Embora
cientificamente pouco rigorosa, é a essência da ‘remistura’. E na primeira divisão
da música popular abundam exemplos de obcecados pela última palavra que acorrem
a estúdios de som para acrescentar novas pistas às antigas. Por perfeccionismo,
funcionalismo, revisionismo ou, até, para corrigir imoderadas reconfigurações
aplicadas ao longo do tempo – surgem neste particular um manancial de casos com
origem no subsequente emprego do estéreo em gravações em mono. Mas no que diz
respeito a ações comandadas por editoras há um singular modelo de bom gosto
quando em 1979, na tecnicamente descritiva “Reconstituição com Orquestra e Coro
em 16 Canais”, a Copacabana gravou modernos arranjos, lá está, orquestrais e
corais, para acrescentar às pistas originais de voz registadas nos anos 50 por
Dolores Duran. Agora, chega à europa uma variação sobre o conceito realizada
pela cubana Egrem através de Omara Portuondo.
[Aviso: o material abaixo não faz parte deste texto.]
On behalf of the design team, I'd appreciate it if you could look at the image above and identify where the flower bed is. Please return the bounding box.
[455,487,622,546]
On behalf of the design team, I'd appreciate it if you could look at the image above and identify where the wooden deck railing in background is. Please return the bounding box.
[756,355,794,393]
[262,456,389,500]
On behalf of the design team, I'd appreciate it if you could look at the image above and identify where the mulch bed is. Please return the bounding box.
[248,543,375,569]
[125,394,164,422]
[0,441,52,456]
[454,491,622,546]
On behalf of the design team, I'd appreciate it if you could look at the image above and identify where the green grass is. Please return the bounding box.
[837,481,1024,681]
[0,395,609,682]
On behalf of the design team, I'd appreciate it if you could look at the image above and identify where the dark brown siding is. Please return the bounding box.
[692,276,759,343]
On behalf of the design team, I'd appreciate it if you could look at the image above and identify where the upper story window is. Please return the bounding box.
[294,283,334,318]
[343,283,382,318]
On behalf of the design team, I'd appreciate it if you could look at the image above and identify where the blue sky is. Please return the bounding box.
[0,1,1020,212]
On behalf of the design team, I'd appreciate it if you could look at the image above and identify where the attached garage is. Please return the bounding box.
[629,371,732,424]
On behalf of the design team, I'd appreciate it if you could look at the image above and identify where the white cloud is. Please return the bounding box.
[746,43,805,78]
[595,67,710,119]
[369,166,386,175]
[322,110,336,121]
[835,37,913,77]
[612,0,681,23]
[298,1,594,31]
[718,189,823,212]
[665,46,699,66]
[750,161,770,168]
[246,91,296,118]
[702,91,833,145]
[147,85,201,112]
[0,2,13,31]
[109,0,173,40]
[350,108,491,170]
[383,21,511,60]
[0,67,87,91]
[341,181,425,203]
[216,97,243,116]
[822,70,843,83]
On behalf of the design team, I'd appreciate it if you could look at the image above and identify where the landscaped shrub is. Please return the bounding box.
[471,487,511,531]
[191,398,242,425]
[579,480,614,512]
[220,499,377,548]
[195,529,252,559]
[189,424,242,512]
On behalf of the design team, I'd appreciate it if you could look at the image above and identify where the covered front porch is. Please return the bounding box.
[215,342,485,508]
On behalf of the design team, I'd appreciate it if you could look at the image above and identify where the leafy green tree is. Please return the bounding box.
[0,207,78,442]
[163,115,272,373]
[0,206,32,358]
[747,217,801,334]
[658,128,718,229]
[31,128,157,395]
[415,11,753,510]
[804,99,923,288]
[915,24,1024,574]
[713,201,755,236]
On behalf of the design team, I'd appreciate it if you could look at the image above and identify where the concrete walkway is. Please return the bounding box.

Com ponto de partida nas sessões
de 1964 da carismática Paulina Álvarez (morta em 65 e cujo centenário de
nascimento se celebrou a 29 de Junho), cria-se o que à primeira vista parecem
ser meros ‘duetos virtuais’ (praga industrial da última vintena de anos que o karaoke e os concursos televisivos de
talentos exacerbaram mas que terá ainda como mais infame e necrófaga página a
revisão de Kenny G à ‘What a Wonderful World’ cantada por Louis Armstrong), mas
que uma segunda leitura tornada crucial pela presença em sete temas, dos doze,
de Xiomara Valdés, uma das antigas companheiras de Portuondo no Cuarteto D’Aida,
comprova tratar-se de um pungente regresso a uma Havana – dos anos que vão da sórdida
elegância da ditadura de Batista aos da sombria esperança da revolução de
Castro – em que as três vocalistas, quase meninas, se cruzavam por cafés,
teatros e estações de rádio sonhando apenas com o futuro.